Faramir paused, and said, "I am afraid you misunderstood me, child. I meant to inquire as to your plan of action. How do you aim to save all these animals? Does "all these animals" include only herbivores, or animals that may eat you alive? If they do include the latter, how will you manage to save them without them devouring you? How will you know whether you have missed one animal? How will you locate each and every hidden nest and burrow?"

Elboron stared at his father, slightly aghast, his mouth open. Éowyn silently thanked Béma for blessing her with an intelligent husband.

"I… I don't really know," stammered Elboron.

"There are not many easy answers to the questions I have asked you, child," explained Faramir. "The task is impossible.

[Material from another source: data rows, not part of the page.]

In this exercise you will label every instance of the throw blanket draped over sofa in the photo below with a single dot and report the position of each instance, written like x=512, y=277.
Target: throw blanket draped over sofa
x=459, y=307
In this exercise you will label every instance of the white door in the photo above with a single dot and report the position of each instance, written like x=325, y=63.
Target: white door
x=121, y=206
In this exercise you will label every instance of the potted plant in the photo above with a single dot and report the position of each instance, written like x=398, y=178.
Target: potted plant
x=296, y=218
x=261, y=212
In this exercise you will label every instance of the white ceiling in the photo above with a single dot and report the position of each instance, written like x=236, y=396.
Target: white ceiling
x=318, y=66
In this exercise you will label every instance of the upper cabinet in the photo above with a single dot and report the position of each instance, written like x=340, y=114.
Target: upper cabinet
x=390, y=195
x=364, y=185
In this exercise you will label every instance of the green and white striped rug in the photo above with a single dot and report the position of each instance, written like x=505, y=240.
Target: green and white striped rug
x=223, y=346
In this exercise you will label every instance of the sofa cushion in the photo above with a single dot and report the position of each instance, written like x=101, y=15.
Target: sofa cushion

The best thing to do is to stay here, with your mother and I, and wait for the storm to end."

Elboron twisted his head slightly and looked at his father doubtfully. "But what if the rain never stops?"

Faramir looked steadily back into his son's grey eyes and solemnly said, "I swear on my honor that this wretched gale will end in time."

Elboron stared just as keenly back, and it seemed to Éowyn that a flash of understanding passed between them, like a bolt of lightning.

Elboron relaxed and said, cheerfully, "I s'pose I believe you, then." Then his face fell, and he inquired despondently—how quickly little ones' moods change!—, "But when will it stop? I have nothing to do here."

"What about telling stories?" suggested Faramir, his eyes lighting up.

"But that's all I've been doing these days," answered Elboron, dismissing the idea with a regal wave of his hand that narrowly avoided knocking his mother on the face.

"Do you not want to hear stories of the wise Steward?" questioned Éowyn, leaning her endangered face forward to land a kiss on Elboron's plump cheek.

"Or of Dernhelm the brave?" added Faramir.

"I already know that they are the both of you," said Elboron dispiritedly.

"Surely one story will not hurt you," said Éowyn, smiling.

"Perhaps one story will be all right," conceded Elboron. He brightened. "I want to hear the story of the sailor and the gold boat and the shiny jewel."

"You cannot truly be my son if you do not know the name of Eärendil the Blessed!" exclaimed Faramir in mock horror.

"I 'member his name now," protested Elboron. He clambered from Faramir's lap, faced his father and mother, clasped his hands behind his back, and took a deep breath.

"Eärendil the Blessed, the Mariner, in his golden boat,

Journeys across the starlit skies, a shining message of hope.

"See?" he crowed, and his little audience applauded appreciatively.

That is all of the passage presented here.